What if Rand Paul gave an interview and nobody noticed?
After shutting off national interviews in the wake of his 48-hour, post-primary victory flaps about the Civil Rights and Americans With Disabilities acts, U.S. Senate candidate Rand Paul of Kentucky has returned to Fox News multiple times this week. He hit Sean Hannity's show last night, and the man described by Carly Fiorina as a "tough interview" was less than dogged in going after Paul.
HANNITY: I looked at your statement. When I first saw the news coverage, I said, what? He doesn't support the Civil Rights Act? That's how it was portrayed. And you clearly laid out just the opposite. And it was very clear.
PAUL: I've probably given 400 speeches, I'm not for repealing the Civil Rights Act, it is not part of my platform; it's not part of the Tea Party platform.
I see this as a way to try it not just destroy me, but now that I've become a leader in the Tea Party, they want to destroy the Tea Party. It's always been part of their agenda, but let me be very clear I'm not for repealing the Civil Rights Act, would have voted for, and that message was there.
HANNITY: But they tried to purposely distort what you had said.

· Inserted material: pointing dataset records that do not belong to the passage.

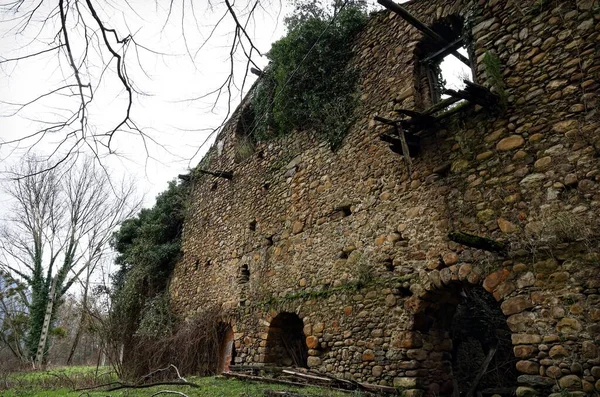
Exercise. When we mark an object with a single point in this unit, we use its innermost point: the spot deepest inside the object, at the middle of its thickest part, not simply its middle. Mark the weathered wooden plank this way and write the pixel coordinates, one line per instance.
(390, 5)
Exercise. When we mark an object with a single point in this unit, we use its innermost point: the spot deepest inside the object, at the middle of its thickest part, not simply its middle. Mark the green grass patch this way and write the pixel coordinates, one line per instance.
(64, 381)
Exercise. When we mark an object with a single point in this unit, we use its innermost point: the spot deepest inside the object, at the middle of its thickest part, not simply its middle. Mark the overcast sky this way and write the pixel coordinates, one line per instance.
(178, 61)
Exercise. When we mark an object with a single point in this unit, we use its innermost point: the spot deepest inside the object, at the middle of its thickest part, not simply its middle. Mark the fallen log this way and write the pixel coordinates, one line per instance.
(273, 393)
(255, 378)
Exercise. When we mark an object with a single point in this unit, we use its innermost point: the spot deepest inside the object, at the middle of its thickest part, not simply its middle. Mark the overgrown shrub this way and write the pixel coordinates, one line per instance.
(192, 346)
(148, 246)
(309, 84)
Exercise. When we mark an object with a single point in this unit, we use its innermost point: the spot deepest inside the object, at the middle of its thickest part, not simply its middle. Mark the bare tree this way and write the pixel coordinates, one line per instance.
(13, 318)
(95, 49)
(59, 229)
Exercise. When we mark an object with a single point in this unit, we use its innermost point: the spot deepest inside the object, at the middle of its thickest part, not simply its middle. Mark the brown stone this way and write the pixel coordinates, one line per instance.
(494, 279)
(509, 143)
(313, 362)
(515, 305)
(524, 351)
(318, 328)
(543, 163)
(568, 325)
(312, 342)
(450, 258)
(525, 339)
(463, 271)
(390, 300)
(589, 350)
(558, 351)
(528, 367)
(297, 227)
(504, 290)
(520, 322)
(570, 382)
(368, 355)
(564, 126)
(506, 226)
(554, 372)
(484, 156)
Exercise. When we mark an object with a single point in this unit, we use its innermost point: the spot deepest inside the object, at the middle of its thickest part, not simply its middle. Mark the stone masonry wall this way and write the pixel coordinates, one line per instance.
(358, 249)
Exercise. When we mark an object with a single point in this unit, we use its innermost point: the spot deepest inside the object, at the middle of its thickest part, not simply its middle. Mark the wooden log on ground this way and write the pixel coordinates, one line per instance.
(471, 240)
(273, 393)
(263, 379)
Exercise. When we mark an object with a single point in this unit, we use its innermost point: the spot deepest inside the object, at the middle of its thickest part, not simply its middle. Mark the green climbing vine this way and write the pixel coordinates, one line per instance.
(309, 84)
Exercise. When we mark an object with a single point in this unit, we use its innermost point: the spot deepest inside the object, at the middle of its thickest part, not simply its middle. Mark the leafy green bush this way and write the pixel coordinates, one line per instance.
(309, 84)
(148, 246)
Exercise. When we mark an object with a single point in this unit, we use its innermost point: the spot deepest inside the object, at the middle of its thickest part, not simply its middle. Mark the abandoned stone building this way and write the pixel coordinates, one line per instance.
(480, 249)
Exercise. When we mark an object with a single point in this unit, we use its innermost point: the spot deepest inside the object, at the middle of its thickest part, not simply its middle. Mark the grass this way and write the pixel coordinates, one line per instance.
(63, 382)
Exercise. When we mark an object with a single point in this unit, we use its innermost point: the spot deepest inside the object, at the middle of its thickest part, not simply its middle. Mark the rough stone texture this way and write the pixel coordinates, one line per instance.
(324, 222)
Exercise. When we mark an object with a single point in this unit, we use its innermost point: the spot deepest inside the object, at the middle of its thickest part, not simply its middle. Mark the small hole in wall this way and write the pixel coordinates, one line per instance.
(389, 265)
(341, 212)
(244, 275)
(405, 292)
(346, 210)
(422, 322)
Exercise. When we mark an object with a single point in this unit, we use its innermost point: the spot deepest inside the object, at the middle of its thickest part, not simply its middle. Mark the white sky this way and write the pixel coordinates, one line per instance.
(178, 126)
(184, 69)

PAUL: Yes. In fact, I was on sort of a left-leaning network that started this going. And they said, all day long I was for repealing it, based on the words of my Democratic opponent, not based on my words. And that's how it all got started.
But I've never been for it. It's never been my position. And I don't know what else to say.
HANNITY: Probably not much more to say.
Check out the whole interview, and get a sense of just how protected Paul -- or Sharron Angle, or any of the tea party candidates Democrats hope to paint as extreme -- is when he talks to Fox. It's sort of incredible, on a show otherwise devoted that night to the BP oil spill, that Hannity asked literally nothing newsy.
June 11, 2010; 11:53 AM ET
Categories: 2010 Election , Media
Save & Share: Previous: Where have you gone, Rob Simmons? The Conn. GOP turns its lonely eyes to you
Next: The Palin endorsement effect, calculated (and spun)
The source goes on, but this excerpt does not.